松原分科員 一年前と比べてどうなのかというのは、私は、やはり検証しながらと思っております。
 私は、昨年の四月五日に、既に、万景峰号の問題、入港阻止を含む経済措置があり得るのではないか、そして北朝鮮への送金問題を扱って、これを申し上げております。このときは、現実の拉致という問題が、金正日がこの拉致問題について認め、謝罪をしということの前でありましたが、この段階でも私は、これは去年の四月五日に万景峰号と送金問題を言っております。しかし、今に至っても、このときと同じで、経済制裁措置は考えない、こういうことになるんでしょうか。
 きょうの読売新聞に、たまたまこの一面に「北朝鮮への送金停止」と書いてあったから、あれから一年一カ月たったけれども、拉致の五人が戻ってきたというふうなことで、しかしその子供は戻ってこないというふうなことの中で、ついに、こういった北朝鮮への送金停止という私がかねてから主張してきたことも含め、現実性を帯びてきたのかなと思ってきたわけでありますが、これについてはどういうふうになっているのか。この新聞記事も含め、御答弁をお願いします。
薮中政府参考人 本日の報道の件でございますけれども、そのこと自身が、具体的に今、日本政府の中でこういうふうになっているという状況では全くございません。
 先ほど大臣の方から御答弁申し上げましたように、今国際的には、まさに、どういう形でこの問題を解決するのか。日本は、日朝平壌宣言にありますように、この問題を包括的に解決する、つまり、核の問題でありミサイルの問題であり、そして拉致の問題、このすべてを包括的に解決するということで努力している。

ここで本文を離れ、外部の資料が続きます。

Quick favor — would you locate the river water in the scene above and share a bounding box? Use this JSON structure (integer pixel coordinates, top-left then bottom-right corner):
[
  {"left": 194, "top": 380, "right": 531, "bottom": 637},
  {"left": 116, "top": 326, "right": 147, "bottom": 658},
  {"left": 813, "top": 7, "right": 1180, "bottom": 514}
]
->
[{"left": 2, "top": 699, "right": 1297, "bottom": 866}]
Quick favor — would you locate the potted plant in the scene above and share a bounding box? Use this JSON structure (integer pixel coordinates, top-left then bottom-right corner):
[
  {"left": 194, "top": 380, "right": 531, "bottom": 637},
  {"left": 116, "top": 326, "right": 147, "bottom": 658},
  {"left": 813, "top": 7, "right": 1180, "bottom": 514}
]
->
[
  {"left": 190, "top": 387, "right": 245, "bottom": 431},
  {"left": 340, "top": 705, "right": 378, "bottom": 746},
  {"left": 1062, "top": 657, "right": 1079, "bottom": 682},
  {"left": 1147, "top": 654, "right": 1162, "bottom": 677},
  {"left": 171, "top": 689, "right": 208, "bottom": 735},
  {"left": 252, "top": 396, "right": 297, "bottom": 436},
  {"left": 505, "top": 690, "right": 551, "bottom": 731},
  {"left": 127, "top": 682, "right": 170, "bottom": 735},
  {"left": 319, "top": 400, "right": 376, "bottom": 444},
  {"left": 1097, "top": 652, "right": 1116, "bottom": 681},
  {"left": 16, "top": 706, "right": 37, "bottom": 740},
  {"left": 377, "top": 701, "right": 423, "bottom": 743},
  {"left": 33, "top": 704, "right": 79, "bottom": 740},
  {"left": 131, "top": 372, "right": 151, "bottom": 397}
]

 その中で、どういう形でやっていくのがいいのかということで、委員御指摘のとおり、単に対話、対話と言っているだけではだめだということは、そうだと思います。そういう意味で、国際的にもいろいろな働きかけをするという努力をする、そして、ここは粘り強く、しかし毅然としてやっていくということではございますが、今お話しのような経済制裁について、送金停止を今行う、そういった形での具体的な検討が行われているというわけではございません。

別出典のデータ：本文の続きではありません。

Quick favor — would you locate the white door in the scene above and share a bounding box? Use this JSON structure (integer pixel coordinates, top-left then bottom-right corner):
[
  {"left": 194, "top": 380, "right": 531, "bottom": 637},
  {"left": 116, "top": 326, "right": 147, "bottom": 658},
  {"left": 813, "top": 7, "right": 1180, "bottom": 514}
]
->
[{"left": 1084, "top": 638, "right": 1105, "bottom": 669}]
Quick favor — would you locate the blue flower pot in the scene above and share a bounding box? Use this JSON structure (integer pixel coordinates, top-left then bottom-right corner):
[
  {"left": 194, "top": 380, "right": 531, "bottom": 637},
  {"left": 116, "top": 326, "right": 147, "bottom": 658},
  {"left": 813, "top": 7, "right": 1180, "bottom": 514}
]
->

松原分科員 日本で一番部数が出る新聞がこうやって一面に書いているわけですから、これは全く根も葉もないことではなくて、今の状況の中で、それは解釈を変えるなり、山本議員なんかもそういうことをおっしゃっているわけでありますが、十分に、この送金停止を含めて、さまざまな事柄ができるというふうに思っているわけでありまして、そういうことで、この記事というか、いわゆる送金停止というふうなことが大見出しになってきていると認識しているわけでありますが、そうすると、全然これは根も葉もない話ということなんですか。もう一回確認します。
薮中政府参考人 政府の具体的な方針として、今、送金停止云々について具体的な議論あるいは検討が行われているということではございません。今御指摘のとおり、まさに国会の中で現在の法律についての見直しが必要ではないか、そういう御議論があるということは十分承知しております。
松原分科員 海外の国に対しても我々はイニシアチブを持ってやっていこうというときに、それは三番目の質問でちょっと触れようと思ったことでありますが、例えば、この北朝鮮の国連人権委員会の作業部会に対する回答、これなんかも随分批判があって大臣が謝ったというふうに私も聞いておりますので、これについては余り追及はしません。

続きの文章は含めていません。